There was a time when premiums paid to the National Flood Insurance Program were enough to cover annual claims. Then came 2005 and Hurricanes Katrina, Rita and Wilma, which put the program $18 billion in debt, according to a New York Times story this week.
The damage from Sandy, of course, will only make the program's finances shakier. Flood insurance claims from Sandy could reach $7 billion, while the program is forbidden by law from adding more than $3 billion to its already heavy debt, The Times reported. And this comes as Congress and the president are facing a federal budget crisis over spending and debt - the so-called fiscal cliff.
What it all means is that the National Flood Insurance Program is simply untenable, despite reforms enacted this summer that significantly increased premiums for vacation homes and homes hit repeatedly by floods.
And without the National Flood Insurance Program, there is no Jersey Shore tourism economy or real-estate market. Private insurance companies won't touch flood insurance. (They get paid to sell and service flood policies through the federal program, but claims are paid by the government.)
Few would live here without flood insurance.
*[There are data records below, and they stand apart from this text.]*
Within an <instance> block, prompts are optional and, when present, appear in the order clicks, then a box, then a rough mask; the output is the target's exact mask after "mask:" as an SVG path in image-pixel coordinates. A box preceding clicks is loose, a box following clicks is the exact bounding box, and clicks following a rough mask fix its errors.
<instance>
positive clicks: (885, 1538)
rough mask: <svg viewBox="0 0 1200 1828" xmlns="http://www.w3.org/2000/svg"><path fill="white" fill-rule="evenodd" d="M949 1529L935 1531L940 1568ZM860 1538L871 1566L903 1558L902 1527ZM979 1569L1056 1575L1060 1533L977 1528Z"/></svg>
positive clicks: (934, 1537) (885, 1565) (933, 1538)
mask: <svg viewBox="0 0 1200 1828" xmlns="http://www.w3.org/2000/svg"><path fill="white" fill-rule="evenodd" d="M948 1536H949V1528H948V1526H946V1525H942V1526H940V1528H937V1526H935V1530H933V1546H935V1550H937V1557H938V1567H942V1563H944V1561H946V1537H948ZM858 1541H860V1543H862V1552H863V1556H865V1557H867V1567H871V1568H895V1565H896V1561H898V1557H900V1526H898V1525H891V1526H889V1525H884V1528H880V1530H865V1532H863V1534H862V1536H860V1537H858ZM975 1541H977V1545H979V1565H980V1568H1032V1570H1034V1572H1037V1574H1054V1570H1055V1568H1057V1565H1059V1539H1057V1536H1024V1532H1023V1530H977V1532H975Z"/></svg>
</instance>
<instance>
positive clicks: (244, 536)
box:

So, simply, the shore needs a sustainable National Flood Insurance Program. That means we all must get used to paying much higher premiums. And, more important, the federal program must make subsidized federal flood insurance contingent upon certain shore-protection measures.
As it stands now, people who live in towns that build dunes and take other shore-protection measures can get discounts on their flood premiums. But that carrot isn't enough. A stick is needed.
For example: If a town refuses to require higher elevations for homes in flood-prone areas, no federal flood insurance. Zip. Zero. None. If a town refuses to build dunes, or a homeowner refuses to sign an easement allowing the building of dunes, no federal flood insurance.
Certainly, some people will object to such measures. But the Jersey Shore can't exist without a sustainable National Flood Insurance Program. And trust us, there are critics in Congress who would kill the program. So it is up to the region to do what it can to make that program more financially stable.
Call it shoring up our own little fiscal cliff here in South Jersey.